Tuesday, June 12, 2007

Harvard Course Yields Education Entrepreneurs

Education Week:
When Stacey M. Childress began teaching a course on educational entrepreneurship at the Harvard Business School three years ago, she anticipated that a few graduates each year would make the leap into the education sector. But, to her surprise, the course has proved to be a breeding ground for the next generation of educational risk-takers.

Recent graduates have gone on to found their own charter schools; work for the Broad and Bill & Melinda Gates foundations; help manage district redesigns in New York City and Oakland, Calif.; join Teach For America, the KIPP charter school network, and the Harlem Children’s Zone; and enter the education practices of mainstream consulting companies, among other ventures....

And while some of those students enrolled in the course knowing that they wanted to enter the education field, for others it was a turning point. ...
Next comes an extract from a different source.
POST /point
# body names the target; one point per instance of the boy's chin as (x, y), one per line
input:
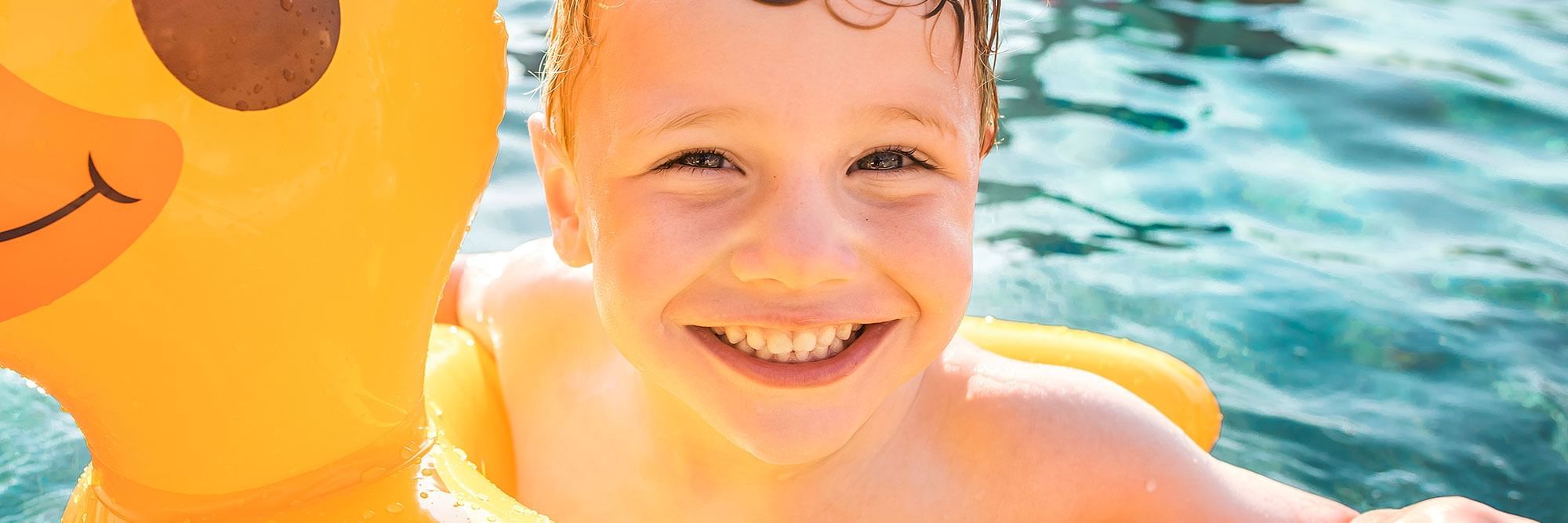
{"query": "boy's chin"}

“This isn’t an education course that happens to be at the business school,” said Ms. Childress, whose first job was teaching English at a public high school in Texas before she went to work in the electronics-security industry and, subsequently, co-founded a software company. “It’s an entrepreneurship course that happens to be focused on the education sector.

“It sits within our social-enterprise course offerings that are about starting, leading, and managing mission-driven organizations,” she said, “and it’s cross-listed with our entrepreneurship unit.” ...

But what sets the Harvard course apart, according to Kim Smith, a co-founder of the San Francisco-based NewSchools Venture Fund, a venture philanthropy working in education, is its focus on entrepreneurship as a way to think about redesigning the education system, “and really improving the system, not just starting a company for its own sake.”...

It’s framed around two central questions: Is there a link between effective leadership and management practices and higher educational outcomes? And, will the introduction of market principles—such as the transparency of performance data, accountability for results, and choices for customers—force change on the public system and lead to higher performance?